MegaPath offered hosted voice services for single-site and multi-site businesses. Its voice services support calling features including find me/follow me, visual voicemail, call recording and mobile integration, aiming to reduce the costs and complexity of managing and maintaining a PBX. Its SIP trunking and enterprise trunking services are designed to allow customers to use the features of VoIP with their existing PBX equipment.

In July 2014, MegaPath announced a partnership with CounterPath Corporation to deliver CounterPath Bria desktop, tablet and mobile unified communications services through MegaPath's Hosted Voice service.

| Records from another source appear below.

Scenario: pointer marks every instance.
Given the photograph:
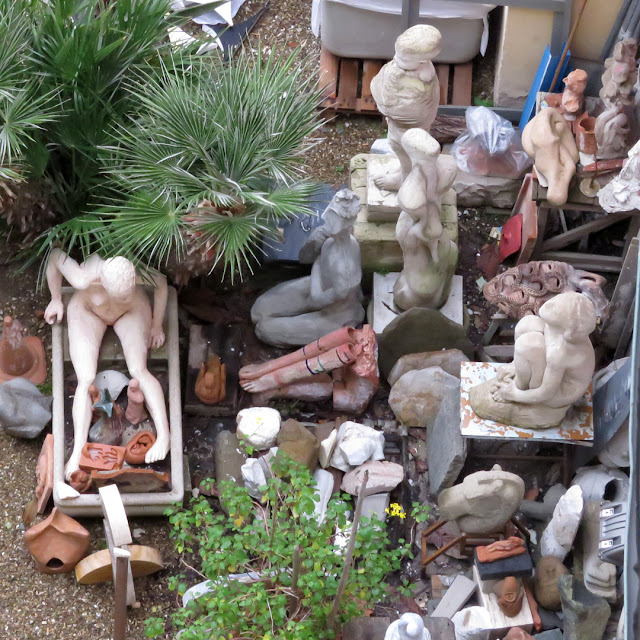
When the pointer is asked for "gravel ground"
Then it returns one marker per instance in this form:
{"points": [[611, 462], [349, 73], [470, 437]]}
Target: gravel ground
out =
{"points": [[41, 606]]}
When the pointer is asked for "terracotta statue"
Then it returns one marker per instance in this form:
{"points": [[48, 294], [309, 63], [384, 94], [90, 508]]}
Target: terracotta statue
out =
{"points": [[483, 502], [623, 192], [407, 93], [511, 595], [410, 626], [348, 354], [552, 366], [20, 356], [300, 311], [108, 293], [500, 549], [211, 384], [549, 141], [430, 254], [522, 290], [135, 403], [573, 94]]}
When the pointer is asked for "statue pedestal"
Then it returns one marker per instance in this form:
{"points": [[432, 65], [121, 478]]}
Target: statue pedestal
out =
{"points": [[383, 310], [576, 427]]}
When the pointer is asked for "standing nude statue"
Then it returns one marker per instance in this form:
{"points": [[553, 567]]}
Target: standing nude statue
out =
{"points": [[552, 366], [108, 294], [407, 93], [430, 254]]}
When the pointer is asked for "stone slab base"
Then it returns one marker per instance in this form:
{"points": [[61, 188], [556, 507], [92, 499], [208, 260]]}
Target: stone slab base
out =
{"points": [[576, 428], [383, 310]]}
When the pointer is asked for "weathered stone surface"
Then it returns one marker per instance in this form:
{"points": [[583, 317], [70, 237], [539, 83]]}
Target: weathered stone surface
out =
{"points": [[418, 330], [447, 449], [297, 442], [384, 476], [448, 360], [229, 457], [545, 582], [482, 191], [585, 614], [416, 397], [557, 539]]}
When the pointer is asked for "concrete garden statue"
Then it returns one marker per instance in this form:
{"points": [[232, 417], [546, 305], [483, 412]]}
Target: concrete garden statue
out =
{"points": [[430, 254], [299, 311], [108, 293], [552, 366], [407, 93]]}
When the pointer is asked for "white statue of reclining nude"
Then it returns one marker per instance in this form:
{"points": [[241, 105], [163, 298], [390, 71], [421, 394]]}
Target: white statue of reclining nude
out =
{"points": [[552, 366], [300, 311], [108, 293]]}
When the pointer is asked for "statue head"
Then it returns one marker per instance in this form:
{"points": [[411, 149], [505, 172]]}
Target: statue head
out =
{"points": [[118, 277], [417, 46], [342, 212], [573, 312]]}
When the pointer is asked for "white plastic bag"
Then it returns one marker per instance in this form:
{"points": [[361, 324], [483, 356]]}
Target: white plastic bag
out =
{"points": [[490, 146]]}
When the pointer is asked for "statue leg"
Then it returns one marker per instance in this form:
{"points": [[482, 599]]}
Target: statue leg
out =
{"points": [[133, 330], [86, 331], [529, 360]]}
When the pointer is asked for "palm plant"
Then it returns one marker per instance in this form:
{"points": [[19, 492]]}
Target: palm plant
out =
{"points": [[210, 163]]}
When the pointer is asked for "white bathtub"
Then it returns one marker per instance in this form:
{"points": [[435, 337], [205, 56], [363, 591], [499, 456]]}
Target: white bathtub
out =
{"points": [[369, 28]]}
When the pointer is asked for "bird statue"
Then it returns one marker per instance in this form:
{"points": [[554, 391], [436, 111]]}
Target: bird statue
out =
{"points": [[410, 626]]}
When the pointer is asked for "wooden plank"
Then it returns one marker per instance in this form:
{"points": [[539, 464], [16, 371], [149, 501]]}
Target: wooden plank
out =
{"points": [[370, 69], [329, 64], [462, 76], [442, 71], [573, 235], [622, 298], [347, 84]]}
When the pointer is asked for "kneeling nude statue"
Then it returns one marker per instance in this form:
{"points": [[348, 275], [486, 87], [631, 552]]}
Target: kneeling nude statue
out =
{"points": [[108, 294], [552, 366]]}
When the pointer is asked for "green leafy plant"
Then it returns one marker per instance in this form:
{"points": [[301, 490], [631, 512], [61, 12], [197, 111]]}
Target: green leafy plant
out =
{"points": [[295, 562]]}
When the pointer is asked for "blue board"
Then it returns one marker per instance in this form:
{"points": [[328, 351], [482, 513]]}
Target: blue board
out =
{"points": [[542, 82]]}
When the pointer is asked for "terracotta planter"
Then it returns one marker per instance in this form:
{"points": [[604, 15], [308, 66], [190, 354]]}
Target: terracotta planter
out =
{"points": [[585, 134]]}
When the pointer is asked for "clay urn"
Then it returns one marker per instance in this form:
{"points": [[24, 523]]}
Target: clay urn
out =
{"points": [[20, 356], [58, 543], [586, 134]]}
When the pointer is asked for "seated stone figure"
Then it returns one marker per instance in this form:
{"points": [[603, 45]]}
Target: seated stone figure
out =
{"points": [[300, 311], [552, 366]]}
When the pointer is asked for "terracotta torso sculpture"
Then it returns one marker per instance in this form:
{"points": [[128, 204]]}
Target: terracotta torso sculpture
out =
{"points": [[407, 92], [522, 290], [430, 254], [108, 294], [299, 311], [552, 366]]}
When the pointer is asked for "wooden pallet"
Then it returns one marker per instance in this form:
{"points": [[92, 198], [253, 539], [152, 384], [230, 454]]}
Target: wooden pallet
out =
{"points": [[347, 83]]}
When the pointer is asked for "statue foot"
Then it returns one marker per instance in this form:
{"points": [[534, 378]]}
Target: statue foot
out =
{"points": [[159, 450], [390, 181], [73, 464]]}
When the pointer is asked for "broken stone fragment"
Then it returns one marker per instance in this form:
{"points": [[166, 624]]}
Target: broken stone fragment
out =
{"points": [[557, 539], [384, 476], [258, 427], [416, 397]]}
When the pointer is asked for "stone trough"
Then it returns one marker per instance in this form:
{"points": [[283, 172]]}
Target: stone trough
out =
{"points": [[166, 358]]}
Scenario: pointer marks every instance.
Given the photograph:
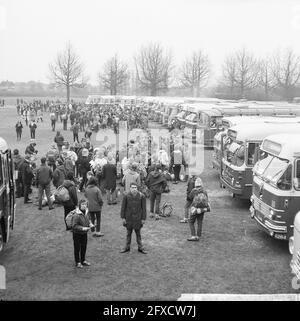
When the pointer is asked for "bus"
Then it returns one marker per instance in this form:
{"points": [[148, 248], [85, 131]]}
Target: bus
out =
{"points": [[276, 185], [228, 122], [294, 247], [240, 153], [7, 193], [209, 120]]}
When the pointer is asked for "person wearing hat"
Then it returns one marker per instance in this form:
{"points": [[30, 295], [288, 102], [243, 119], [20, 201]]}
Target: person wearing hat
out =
{"points": [[84, 167], [156, 183], [197, 209], [59, 140], [59, 174], [133, 214], [51, 156], [131, 176], [30, 149], [32, 126], [109, 174], [43, 180]]}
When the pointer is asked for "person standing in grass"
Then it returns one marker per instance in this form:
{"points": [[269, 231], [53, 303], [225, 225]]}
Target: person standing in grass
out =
{"points": [[95, 203], [133, 214]]}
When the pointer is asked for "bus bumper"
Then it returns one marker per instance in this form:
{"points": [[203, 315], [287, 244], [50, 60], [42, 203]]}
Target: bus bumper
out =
{"points": [[235, 190], [278, 232]]}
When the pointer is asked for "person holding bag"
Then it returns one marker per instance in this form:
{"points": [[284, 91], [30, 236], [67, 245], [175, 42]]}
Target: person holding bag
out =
{"points": [[199, 206], [80, 227]]}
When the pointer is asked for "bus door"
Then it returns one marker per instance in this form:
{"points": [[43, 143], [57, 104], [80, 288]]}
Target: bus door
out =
{"points": [[252, 156]]}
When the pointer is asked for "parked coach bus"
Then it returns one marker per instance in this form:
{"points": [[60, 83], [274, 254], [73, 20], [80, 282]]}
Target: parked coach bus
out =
{"points": [[228, 122], [276, 185], [7, 193], [241, 147], [209, 120], [294, 247]]}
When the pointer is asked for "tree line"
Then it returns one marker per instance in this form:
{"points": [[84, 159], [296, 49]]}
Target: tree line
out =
{"points": [[243, 75]]}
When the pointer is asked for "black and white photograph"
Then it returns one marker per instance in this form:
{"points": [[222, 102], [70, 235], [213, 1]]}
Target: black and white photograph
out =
{"points": [[149, 151]]}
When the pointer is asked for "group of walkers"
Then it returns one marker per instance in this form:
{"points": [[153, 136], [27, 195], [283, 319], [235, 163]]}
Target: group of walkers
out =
{"points": [[141, 167]]}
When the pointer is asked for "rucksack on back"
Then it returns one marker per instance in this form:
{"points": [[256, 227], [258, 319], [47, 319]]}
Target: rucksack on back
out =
{"points": [[69, 219], [62, 194], [200, 201]]}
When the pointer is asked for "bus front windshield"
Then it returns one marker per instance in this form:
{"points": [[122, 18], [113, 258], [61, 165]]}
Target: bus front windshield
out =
{"points": [[276, 171], [235, 153]]}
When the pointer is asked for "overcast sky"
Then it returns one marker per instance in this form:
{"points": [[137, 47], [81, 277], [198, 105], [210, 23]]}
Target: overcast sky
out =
{"points": [[33, 31]]}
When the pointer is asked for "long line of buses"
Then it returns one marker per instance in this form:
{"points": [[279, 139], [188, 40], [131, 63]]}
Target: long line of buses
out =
{"points": [[256, 151]]}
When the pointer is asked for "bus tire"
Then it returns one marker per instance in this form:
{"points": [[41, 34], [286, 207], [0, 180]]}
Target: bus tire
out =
{"points": [[291, 245]]}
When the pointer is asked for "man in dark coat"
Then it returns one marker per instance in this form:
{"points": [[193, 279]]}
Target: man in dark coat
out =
{"points": [[43, 180], [109, 174], [133, 213], [59, 140], [27, 176], [18, 161]]}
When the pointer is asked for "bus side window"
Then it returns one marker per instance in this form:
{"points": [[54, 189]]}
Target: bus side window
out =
{"points": [[285, 181], [1, 173], [297, 175], [251, 154]]}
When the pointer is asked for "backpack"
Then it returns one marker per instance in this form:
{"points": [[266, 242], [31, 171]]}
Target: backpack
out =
{"points": [[69, 219], [200, 201], [62, 194]]}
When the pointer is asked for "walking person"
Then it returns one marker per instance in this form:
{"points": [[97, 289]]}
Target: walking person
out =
{"points": [[32, 126], [80, 227], [19, 128], [43, 180], [133, 214], [59, 140], [188, 203], [156, 183], [109, 175], [199, 206], [131, 176], [27, 176], [72, 203], [95, 203], [75, 130], [53, 121]]}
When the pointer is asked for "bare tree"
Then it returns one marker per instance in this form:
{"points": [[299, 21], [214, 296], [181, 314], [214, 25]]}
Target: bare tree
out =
{"points": [[195, 71], [153, 68], [266, 77], [67, 70], [240, 72], [115, 75], [229, 74], [286, 70]]}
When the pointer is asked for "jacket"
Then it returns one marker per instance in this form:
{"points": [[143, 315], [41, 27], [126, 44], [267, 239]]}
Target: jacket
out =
{"points": [[27, 173], [109, 173], [133, 209], [131, 177], [70, 186], [43, 175], [80, 220], [59, 140], [18, 160], [94, 197], [156, 182], [59, 175]]}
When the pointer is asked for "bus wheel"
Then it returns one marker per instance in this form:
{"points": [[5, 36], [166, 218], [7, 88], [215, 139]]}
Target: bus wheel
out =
{"points": [[291, 245]]}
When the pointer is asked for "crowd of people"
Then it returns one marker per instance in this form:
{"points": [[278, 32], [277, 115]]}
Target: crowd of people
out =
{"points": [[141, 168]]}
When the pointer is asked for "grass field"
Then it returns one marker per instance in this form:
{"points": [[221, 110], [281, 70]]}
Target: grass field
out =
{"points": [[233, 256]]}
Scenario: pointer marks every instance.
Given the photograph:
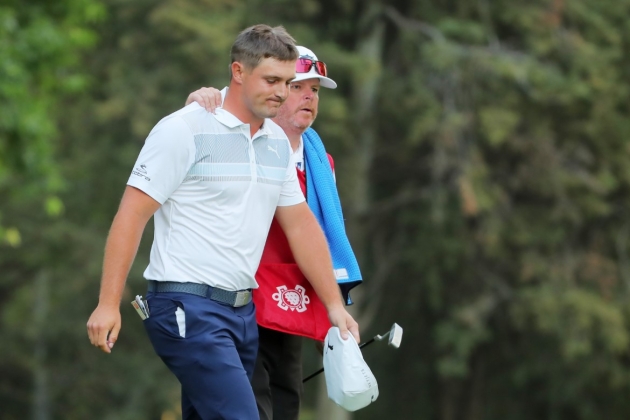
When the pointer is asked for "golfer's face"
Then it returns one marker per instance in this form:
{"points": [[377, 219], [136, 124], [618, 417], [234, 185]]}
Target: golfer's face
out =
{"points": [[300, 108], [266, 86]]}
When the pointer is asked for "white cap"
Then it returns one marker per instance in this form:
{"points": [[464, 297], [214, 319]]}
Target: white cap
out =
{"points": [[312, 74], [349, 380]]}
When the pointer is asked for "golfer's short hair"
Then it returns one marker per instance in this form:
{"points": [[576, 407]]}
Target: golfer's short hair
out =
{"points": [[262, 41]]}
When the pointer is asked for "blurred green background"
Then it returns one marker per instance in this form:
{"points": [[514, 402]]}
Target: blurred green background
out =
{"points": [[482, 154]]}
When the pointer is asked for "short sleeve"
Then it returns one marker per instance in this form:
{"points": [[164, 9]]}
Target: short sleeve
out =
{"points": [[291, 193], [164, 161]]}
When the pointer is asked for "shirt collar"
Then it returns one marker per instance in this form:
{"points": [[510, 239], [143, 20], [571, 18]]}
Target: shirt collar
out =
{"points": [[228, 119]]}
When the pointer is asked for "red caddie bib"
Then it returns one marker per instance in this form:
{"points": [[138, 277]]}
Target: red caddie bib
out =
{"points": [[285, 300]]}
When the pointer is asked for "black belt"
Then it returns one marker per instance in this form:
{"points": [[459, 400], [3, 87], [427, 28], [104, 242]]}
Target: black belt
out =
{"points": [[236, 299]]}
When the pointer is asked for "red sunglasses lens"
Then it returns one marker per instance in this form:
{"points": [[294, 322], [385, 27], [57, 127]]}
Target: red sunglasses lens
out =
{"points": [[320, 67], [303, 65]]}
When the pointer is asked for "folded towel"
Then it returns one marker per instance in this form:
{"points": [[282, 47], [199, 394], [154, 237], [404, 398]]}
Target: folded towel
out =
{"points": [[323, 199]]}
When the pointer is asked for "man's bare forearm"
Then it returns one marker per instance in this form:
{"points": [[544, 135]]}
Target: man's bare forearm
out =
{"points": [[120, 251], [136, 208]]}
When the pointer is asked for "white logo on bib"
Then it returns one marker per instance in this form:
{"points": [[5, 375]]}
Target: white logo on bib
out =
{"points": [[295, 299]]}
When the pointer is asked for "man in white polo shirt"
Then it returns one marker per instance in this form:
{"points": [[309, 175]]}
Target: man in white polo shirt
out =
{"points": [[277, 380], [214, 184]]}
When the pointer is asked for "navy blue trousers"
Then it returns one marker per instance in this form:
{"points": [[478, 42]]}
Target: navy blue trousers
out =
{"points": [[211, 348]]}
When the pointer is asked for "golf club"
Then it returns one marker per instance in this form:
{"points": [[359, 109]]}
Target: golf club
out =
{"points": [[395, 337]]}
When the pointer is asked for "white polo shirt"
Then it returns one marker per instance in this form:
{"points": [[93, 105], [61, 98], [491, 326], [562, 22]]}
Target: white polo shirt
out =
{"points": [[219, 189]]}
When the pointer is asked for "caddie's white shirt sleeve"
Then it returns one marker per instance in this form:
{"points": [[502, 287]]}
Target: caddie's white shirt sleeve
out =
{"points": [[165, 159], [291, 193]]}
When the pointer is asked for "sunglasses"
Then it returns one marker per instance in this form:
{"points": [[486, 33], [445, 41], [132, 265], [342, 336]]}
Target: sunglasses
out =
{"points": [[304, 65]]}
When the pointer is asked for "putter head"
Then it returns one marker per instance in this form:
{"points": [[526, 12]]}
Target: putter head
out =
{"points": [[395, 336]]}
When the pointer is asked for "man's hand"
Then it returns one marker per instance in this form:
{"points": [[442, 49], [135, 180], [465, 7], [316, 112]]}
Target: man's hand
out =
{"points": [[103, 327], [340, 318], [209, 98]]}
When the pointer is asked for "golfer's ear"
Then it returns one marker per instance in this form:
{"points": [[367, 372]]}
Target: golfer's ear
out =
{"points": [[237, 72]]}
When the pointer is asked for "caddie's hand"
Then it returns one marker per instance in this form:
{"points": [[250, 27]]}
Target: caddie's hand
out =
{"points": [[340, 318], [103, 327], [209, 98]]}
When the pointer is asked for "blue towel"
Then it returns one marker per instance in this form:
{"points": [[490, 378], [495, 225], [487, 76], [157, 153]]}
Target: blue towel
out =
{"points": [[323, 199]]}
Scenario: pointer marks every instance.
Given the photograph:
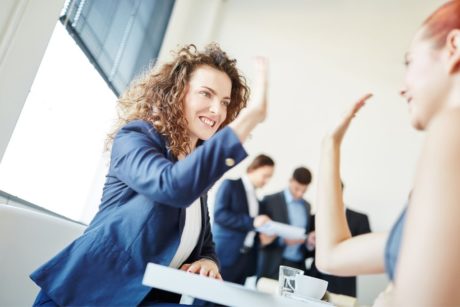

The Unified Communications solution include presence, instant messaging, screen sharing collaboration, text messaging, fixed-mobile convergence, and video conferencing.

==Cloud services==
MegaPath Cloud services included cloud hosting, hosted exchange, hosted data backup, and hosted Microsoft SharePoint.

==Managed security services==

MegaPath offered security services such as private networking, which include MPLS, IPsec and SSL VPN services for connecting geographically distributed and mobile workforces. MegaPath also provided unified threat management services which include anti-virus and anti-spyware protection, intrusion detection, and web filtering. The company also offered Compliance Services that solves log, vulnerability, and security information management issues, such as PCI compliance.